"Things Bad Begun" is the fifteenth and penultimate episode of the third season of the post-apocalyptic horror television series Fear the Walking Dead, which aired on AMC on October 15, 2017 along with the season finale; "Sleigh Ride". This episode features the death of Troy Otto (Daniel Sharman) as he's killed by Madison Clark (Kim Dickens).

Plot 
Alicia brings Diana to the bazaar for treatment and is enlisted to assist a life-saving operation. The patient is John, the President of the Proctors, an outlaw motorcycle gang which is opening a trade route from the Texas gulf coast to San Diego. Troy learns that the Proctors intend to attack the dam and rushes with Nick to warn them. The staff at the dam decide to hold out but if defeat is certain to blow the dam with explosives to deny the Proctors a water monopoly. Walker and Crazy Dog leave to search for survivors from their nation. Strand tells Nick to get his family out, having made a deal with the Proctors and no longer being able to guarantee anyone's safety. Nick is questioned by Daniel about the herd, giving Nick another reason to get them out. When Madison learns that Troy led the herd, she murders him in front of Nick. Strand opens a gate for the Proctors and in a struggle shoots Daniel in the face. As the Proctors overrun the dam, Strand takes the detonator and hides Madison and Nick.

Reception 

In a joint review along with the season finale episode, "Sleigh Ride", Matt Fowler of IGN gave "Things Bad Begun" an 8/10 rating, stating; "Some of the interpersonal moments didn't quite feel right in Fear the Walking Dead's Season 3 close-out, but using the dam as the centerpiece for the endgame, while also introducing a new villain into the mix, made for an exciting finale - even if Madison's haunting dreams were the only thing that resonated emotionally."
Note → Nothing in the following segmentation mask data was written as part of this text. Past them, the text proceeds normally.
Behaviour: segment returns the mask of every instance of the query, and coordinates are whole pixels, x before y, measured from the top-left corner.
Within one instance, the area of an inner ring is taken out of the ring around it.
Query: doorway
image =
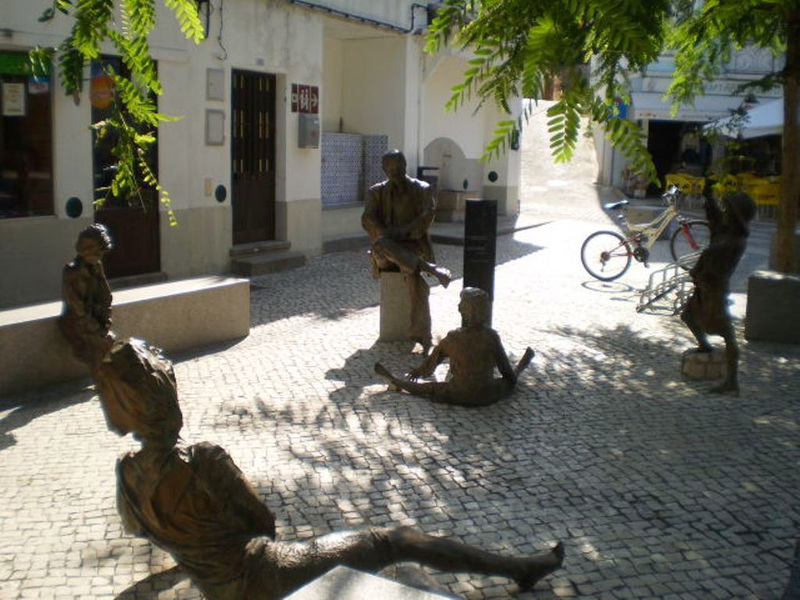
[[[275,239],[275,75],[232,73],[233,243]]]
[[[118,57],[103,57],[92,63],[89,82],[92,123],[108,118],[114,110],[115,95],[108,68],[124,76],[130,75]],[[117,135],[110,131],[98,139],[97,132],[92,131],[95,202],[100,202],[95,210],[95,221],[108,228],[114,241],[114,249],[103,258],[106,276],[111,279],[155,273],[161,268],[158,192],[150,186],[143,186],[135,197],[111,194],[109,186],[118,160],[113,154]],[[158,177],[158,141],[148,149],[144,158]],[[142,178],[141,173],[137,175]]]

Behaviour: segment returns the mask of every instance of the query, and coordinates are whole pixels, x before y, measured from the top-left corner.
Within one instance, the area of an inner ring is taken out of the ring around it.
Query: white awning
[[[800,117],[800,106],[798,106]],[[742,137],[744,139],[780,135],[783,133],[783,99],[757,104],[747,111],[747,119],[736,127],[731,123],[732,117],[719,119],[706,127],[720,129],[724,135]]]
[[[694,106],[682,106],[673,117],[670,104],[661,93],[634,92],[631,94],[634,119],[656,119],[665,121],[713,121],[730,115],[731,110],[742,104],[738,96],[698,96]]]

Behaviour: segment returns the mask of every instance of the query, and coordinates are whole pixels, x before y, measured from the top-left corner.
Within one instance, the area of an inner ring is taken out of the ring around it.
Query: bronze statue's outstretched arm
[[[411,369],[411,371],[409,371],[408,379],[410,381],[417,381],[420,377],[430,377],[433,375],[436,367],[438,367],[445,358],[447,358],[447,354],[442,349],[442,346],[437,344],[416,369]]]

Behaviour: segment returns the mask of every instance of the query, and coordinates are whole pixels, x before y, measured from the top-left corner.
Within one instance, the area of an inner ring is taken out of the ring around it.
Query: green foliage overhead
[[[696,11],[677,15],[676,26],[666,38],[675,52],[675,72],[667,93],[677,103],[690,103],[703,93],[730,61],[732,52],[749,45],[771,50],[776,56],[786,50],[786,23],[797,0],[707,0]],[[769,73],[740,89],[769,90],[783,84],[783,73]]]
[[[205,31],[194,0],[164,0],[164,4],[174,14],[188,40],[197,43],[204,38]],[[118,164],[107,191],[140,201],[139,186],[142,183],[151,185],[159,192],[174,223],[169,195],[158,184],[145,160],[148,147],[155,142],[159,123],[174,120],[159,113],[153,101],[162,92],[148,43],[148,36],[156,25],[155,0],[53,0],[39,21],[53,20],[59,13],[73,19],[70,34],[56,47],[33,50],[34,68],[42,70],[42,65],[49,64],[55,57],[64,89],[77,99],[83,92],[87,65],[100,58],[106,41],[111,43],[130,75],[107,71],[114,81],[117,101],[109,118],[92,125],[98,138],[111,130],[117,134],[118,141],[112,153]]]
[[[452,90],[451,109],[476,98],[510,113],[512,98],[541,99],[547,84],[560,80],[561,98],[548,110],[556,159],[572,157],[581,118],[588,117],[655,181],[645,136],[635,123],[617,118],[617,101],[629,100],[628,73],[658,58],[671,8],[669,0],[446,0],[426,50],[453,44],[474,55]],[[498,125],[486,157],[505,149],[532,109],[528,105],[516,121]]]

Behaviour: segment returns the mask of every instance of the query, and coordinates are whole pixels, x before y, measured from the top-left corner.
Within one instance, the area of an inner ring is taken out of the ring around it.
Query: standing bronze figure
[[[731,194],[719,204],[711,193],[705,197],[705,210],[711,240],[689,271],[694,282],[681,319],[697,339],[697,352],[711,352],[709,335],[725,340],[725,380],[710,390],[718,394],[739,393],[739,347],[728,310],[730,280],[747,246],[749,223],[756,205],[747,194]]]
[[[534,353],[526,348],[516,367],[511,366],[500,335],[488,325],[490,302],[483,290],[464,288],[458,304],[463,325],[450,331],[408,374],[408,379],[395,377],[380,363],[375,364],[375,372],[401,390],[445,404],[487,406],[510,396]],[[450,380],[417,381],[420,377],[430,377],[445,359],[450,360]],[[495,368],[500,378],[494,376]]]
[[[399,150],[383,156],[387,180],[369,190],[361,224],[369,234],[373,274],[399,271],[406,280],[411,302],[409,339],[431,347],[430,288],[422,274],[435,277],[443,286],[450,271],[436,264],[428,229],[435,216],[430,186],[406,174],[406,158]]]

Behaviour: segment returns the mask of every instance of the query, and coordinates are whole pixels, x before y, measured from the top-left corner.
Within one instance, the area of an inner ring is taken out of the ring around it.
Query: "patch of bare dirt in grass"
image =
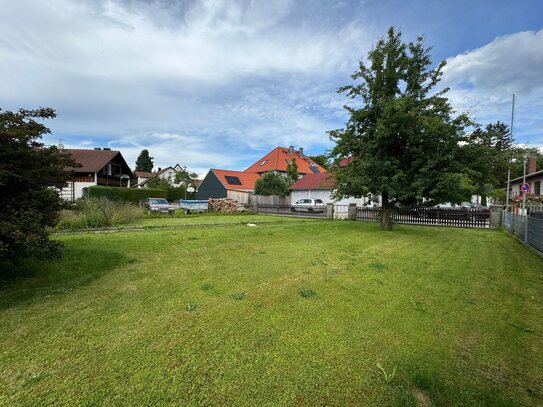
[[[432,405],[430,396],[424,390],[417,388],[413,389],[413,397],[415,397],[417,407],[430,407]]]

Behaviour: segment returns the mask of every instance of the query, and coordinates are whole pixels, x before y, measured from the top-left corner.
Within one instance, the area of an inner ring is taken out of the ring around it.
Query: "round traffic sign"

Conversely, David S.E Zapanta of Den of Geek gave "Things Bad Begun" a more negative review, with a 2.5/5 rating, stating; "As dynamic and engaging as Ray McKinnon is, he and his underdeveloped proctors felt shoehorned into the end of the season."

Ratings 
"Things Bad Begun" was seen by 2.23 million viewers in the United States on its original air date, the same amount of ratings as the previous episodes.